Adaptations of muscle activation to foot orthoses are far from being conclusive (26). This might be due to the acute approach most laboratory studies use. Mostly study subjects put on different orthotic or control conditions and immediate measurements are performed. The presented results imply a certain wear time necessary to see full adaptations to a change of plantar surface condition. Therefore, a shift to the further development of interventional approaches is recommended (24).

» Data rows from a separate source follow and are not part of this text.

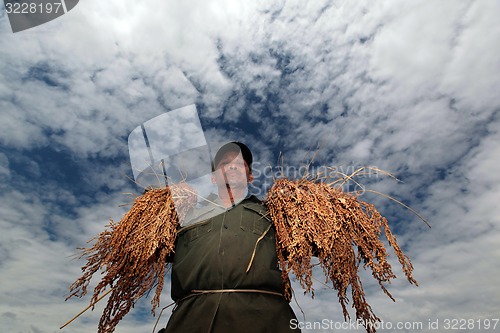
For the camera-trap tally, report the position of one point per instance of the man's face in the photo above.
(232, 171)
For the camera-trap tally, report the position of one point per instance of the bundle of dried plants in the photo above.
(313, 218)
(133, 254)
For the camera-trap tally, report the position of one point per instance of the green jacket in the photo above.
(210, 283)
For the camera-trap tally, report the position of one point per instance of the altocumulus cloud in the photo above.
(410, 87)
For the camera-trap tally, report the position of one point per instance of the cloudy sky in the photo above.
(411, 87)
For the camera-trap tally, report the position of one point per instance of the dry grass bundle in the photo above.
(313, 218)
(133, 253)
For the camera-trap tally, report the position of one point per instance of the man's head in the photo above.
(233, 165)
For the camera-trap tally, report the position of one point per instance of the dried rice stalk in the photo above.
(316, 219)
(134, 252)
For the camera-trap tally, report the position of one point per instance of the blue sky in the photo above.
(410, 87)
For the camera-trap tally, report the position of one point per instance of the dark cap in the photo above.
(234, 146)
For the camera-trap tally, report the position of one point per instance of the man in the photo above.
(225, 274)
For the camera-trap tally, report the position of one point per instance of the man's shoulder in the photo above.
(255, 204)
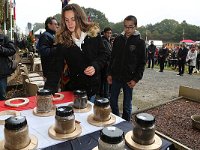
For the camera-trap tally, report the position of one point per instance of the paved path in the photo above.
(156, 87)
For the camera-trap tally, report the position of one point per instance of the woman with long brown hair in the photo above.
(80, 45)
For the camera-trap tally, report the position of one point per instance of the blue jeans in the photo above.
(3, 86)
(127, 101)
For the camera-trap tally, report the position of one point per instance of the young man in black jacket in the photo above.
(46, 45)
(126, 66)
(104, 87)
(182, 54)
(7, 49)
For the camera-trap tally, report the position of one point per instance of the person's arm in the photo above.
(55, 71)
(102, 57)
(46, 47)
(8, 48)
(140, 62)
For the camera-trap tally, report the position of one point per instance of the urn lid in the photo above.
(111, 135)
(15, 122)
(145, 119)
(102, 102)
(80, 92)
(44, 92)
(64, 111)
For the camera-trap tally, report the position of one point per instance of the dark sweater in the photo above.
(127, 58)
(93, 53)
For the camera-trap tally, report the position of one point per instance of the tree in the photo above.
(97, 16)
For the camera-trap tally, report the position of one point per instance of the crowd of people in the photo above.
(178, 57)
(94, 61)
(90, 59)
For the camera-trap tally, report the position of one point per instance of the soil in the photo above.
(159, 87)
(174, 120)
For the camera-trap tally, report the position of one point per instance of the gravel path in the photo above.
(156, 87)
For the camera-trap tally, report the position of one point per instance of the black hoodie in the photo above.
(127, 58)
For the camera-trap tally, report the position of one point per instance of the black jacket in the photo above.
(127, 58)
(93, 53)
(151, 50)
(163, 53)
(182, 54)
(47, 51)
(7, 49)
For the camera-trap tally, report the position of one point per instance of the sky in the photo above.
(146, 11)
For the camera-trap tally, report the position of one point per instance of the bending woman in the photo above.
(79, 44)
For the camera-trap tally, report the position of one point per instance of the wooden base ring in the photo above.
(95, 148)
(25, 101)
(8, 112)
(45, 114)
(58, 97)
(91, 121)
(58, 136)
(133, 145)
(32, 145)
(87, 109)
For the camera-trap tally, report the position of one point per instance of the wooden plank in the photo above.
(190, 93)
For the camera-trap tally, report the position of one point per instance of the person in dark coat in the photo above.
(151, 53)
(80, 45)
(182, 54)
(104, 86)
(163, 52)
(7, 49)
(46, 46)
(126, 66)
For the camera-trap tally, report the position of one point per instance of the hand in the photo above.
(109, 79)
(131, 83)
(89, 71)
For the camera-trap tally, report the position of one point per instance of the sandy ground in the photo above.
(157, 88)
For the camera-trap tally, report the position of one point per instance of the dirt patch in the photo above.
(174, 120)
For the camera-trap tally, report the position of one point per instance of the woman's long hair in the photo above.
(63, 35)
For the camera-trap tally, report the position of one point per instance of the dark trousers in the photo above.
(198, 64)
(162, 64)
(190, 68)
(150, 61)
(181, 66)
(127, 101)
(3, 86)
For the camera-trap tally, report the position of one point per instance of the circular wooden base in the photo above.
(47, 114)
(58, 97)
(154, 146)
(95, 148)
(32, 145)
(25, 101)
(8, 112)
(91, 121)
(87, 109)
(58, 136)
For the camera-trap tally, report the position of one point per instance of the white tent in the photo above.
(40, 31)
(157, 43)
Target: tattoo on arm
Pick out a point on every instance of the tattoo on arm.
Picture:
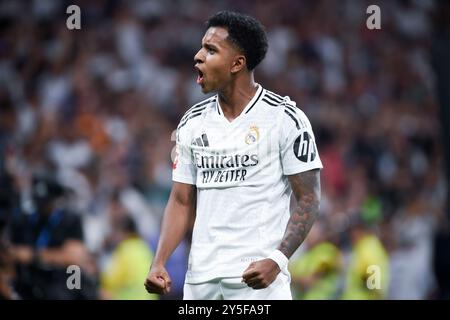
(306, 189)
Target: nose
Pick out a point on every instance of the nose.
(199, 57)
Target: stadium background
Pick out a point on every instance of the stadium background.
(97, 108)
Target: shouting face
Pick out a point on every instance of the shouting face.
(217, 60)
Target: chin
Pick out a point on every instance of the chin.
(206, 90)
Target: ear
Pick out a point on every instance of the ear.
(239, 63)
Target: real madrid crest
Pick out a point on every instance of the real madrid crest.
(252, 136)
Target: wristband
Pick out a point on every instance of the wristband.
(280, 259)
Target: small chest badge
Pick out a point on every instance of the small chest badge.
(252, 136)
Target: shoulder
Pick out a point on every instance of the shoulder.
(196, 111)
(287, 109)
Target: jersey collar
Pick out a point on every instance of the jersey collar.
(248, 107)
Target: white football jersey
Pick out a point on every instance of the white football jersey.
(240, 170)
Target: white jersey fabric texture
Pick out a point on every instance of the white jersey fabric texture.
(240, 170)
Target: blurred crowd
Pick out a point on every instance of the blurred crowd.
(92, 113)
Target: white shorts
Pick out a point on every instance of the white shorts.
(234, 289)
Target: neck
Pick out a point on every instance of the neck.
(237, 95)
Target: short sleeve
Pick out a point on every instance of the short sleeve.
(298, 149)
(183, 168)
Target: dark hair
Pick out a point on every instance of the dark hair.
(247, 33)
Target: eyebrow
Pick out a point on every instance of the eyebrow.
(210, 46)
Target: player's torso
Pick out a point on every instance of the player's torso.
(242, 152)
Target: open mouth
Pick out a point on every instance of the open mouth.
(199, 76)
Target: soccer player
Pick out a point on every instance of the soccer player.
(241, 154)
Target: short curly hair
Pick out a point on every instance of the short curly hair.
(247, 33)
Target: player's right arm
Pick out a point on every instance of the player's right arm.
(178, 217)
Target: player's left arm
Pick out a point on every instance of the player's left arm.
(306, 189)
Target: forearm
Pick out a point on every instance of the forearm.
(306, 189)
(177, 220)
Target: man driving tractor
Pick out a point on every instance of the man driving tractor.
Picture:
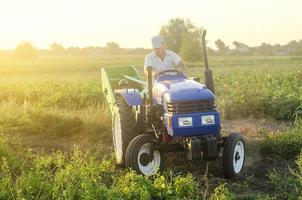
(161, 59)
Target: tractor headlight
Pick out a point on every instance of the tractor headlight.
(207, 119)
(185, 121)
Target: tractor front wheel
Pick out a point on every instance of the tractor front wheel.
(123, 128)
(140, 158)
(233, 155)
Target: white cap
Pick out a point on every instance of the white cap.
(157, 41)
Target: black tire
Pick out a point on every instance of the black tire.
(135, 153)
(124, 117)
(231, 155)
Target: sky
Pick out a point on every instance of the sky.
(132, 23)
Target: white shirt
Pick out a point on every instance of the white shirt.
(170, 61)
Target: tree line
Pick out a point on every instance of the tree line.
(181, 36)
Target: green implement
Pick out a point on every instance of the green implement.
(112, 78)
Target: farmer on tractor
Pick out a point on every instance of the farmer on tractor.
(170, 112)
(161, 59)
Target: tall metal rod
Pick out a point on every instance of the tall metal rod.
(204, 49)
(208, 72)
(149, 70)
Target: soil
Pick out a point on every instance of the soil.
(253, 179)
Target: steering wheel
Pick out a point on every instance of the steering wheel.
(167, 71)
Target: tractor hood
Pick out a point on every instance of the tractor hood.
(175, 88)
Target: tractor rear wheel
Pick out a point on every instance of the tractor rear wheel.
(139, 158)
(233, 155)
(123, 129)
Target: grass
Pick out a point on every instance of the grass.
(58, 98)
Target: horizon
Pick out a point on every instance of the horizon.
(94, 23)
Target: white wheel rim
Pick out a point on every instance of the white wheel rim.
(238, 157)
(117, 138)
(153, 166)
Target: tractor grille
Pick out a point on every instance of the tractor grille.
(191, 106)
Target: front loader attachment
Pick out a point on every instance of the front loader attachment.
(111, 77)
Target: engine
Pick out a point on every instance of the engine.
(189, 107)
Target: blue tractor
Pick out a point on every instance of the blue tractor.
(169, 114)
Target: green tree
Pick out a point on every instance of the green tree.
(191, 49)
(25, 50)
(183, 37)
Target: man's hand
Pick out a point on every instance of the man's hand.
(181, 67)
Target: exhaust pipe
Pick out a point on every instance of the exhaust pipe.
(208, 75)
(149, 80)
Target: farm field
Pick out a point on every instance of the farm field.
(56, 140)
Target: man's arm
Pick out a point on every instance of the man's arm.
(181, 67)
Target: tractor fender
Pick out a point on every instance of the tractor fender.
(131, 96)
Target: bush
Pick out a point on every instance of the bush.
(276, 94)
(287, 145)
(222, 193)
(82, 175)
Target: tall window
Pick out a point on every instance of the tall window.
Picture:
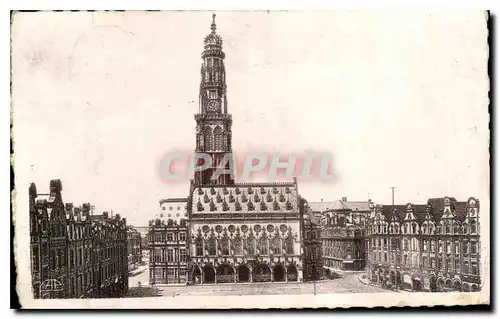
(473, 227)
(211, 247)
(209, 138)
(224, 246)
(474, 268)
(466, 248)
(289, 245)
(35, 257)
(466, 267)
(249, 246)
(473, 248)
(199, 247)
(157, 255)
(237, 246)
(218, 138)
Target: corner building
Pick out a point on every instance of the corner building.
(238, 232)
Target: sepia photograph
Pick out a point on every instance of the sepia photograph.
(250, 159)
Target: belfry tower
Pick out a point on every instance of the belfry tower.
(213, 123)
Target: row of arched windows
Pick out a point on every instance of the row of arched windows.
(243, 246)
(213, 139)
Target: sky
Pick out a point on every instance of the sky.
(399, 98)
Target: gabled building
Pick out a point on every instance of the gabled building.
(75, 254)
(238, 232)
(432, 247)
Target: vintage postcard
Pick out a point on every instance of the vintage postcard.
(277, 159)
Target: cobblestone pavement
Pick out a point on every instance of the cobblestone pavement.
(141, 275)
(347, 283)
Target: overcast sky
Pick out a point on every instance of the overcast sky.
(399, 99)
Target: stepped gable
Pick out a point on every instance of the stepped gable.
(245, 197)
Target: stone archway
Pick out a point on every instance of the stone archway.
(196, 275)
(279, 273)
(225, 273)
(243, 273)
(261, 273)
(291, 273)
(208, 274)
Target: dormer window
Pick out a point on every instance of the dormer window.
(212, 94)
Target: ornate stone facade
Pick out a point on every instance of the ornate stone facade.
(343, 247)
(433, 247)
(245, 233)
(134, 248)
(168, 252)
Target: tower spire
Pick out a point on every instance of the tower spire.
(213, 26)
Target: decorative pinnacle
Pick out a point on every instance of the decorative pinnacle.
(213, 26)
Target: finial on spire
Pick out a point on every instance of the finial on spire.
(213, 26)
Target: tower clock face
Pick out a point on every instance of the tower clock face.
(213, 106)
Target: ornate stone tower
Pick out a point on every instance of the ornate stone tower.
(213, 123)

An intervention with individually accustomed foot orthoses for use in running shoes alters muscle activation of the peroneal muscle (higher preactivation) in runners with overuse injury symptoms. This might subsequently lead to enhanced ankle stability and argues for a "sensorimotor" mode of action of foot orthoses. Added mechanical stability by wearing foot orthoses may additionally contribute to changes in neuromuscular control suggesting interplay between sensorimotor and mechanical effects.
The development of functional paradigms and accompanying methodological approaches integrating spinal and supraspinal adaptation mechanisms might be promising to enhance knowledge on the effects of foot orthoses on motor control.
This study was supported by a grant from the Federal Institute for Sport Science (BISP), Bonn, Germany. Project: VF 0407/01/18/2001-2002 and VF 0407/01/49/2003-2005.
The authors acknowledge study coordinator Mrs. Katrin Renner and the doctoral thesis students involved in data collection. Our appreciation is also extended to the IETEC GmbH, Fulda, Germany, and Herbert Türk (HT), Fuß-Vital-Center Türk, Freudenstadt, Germany, for the supply of the orthoses and their customization.
The authors have no conflict of interest.
The results of the present study do not constitute endorsement by the American College of Sports Medicine.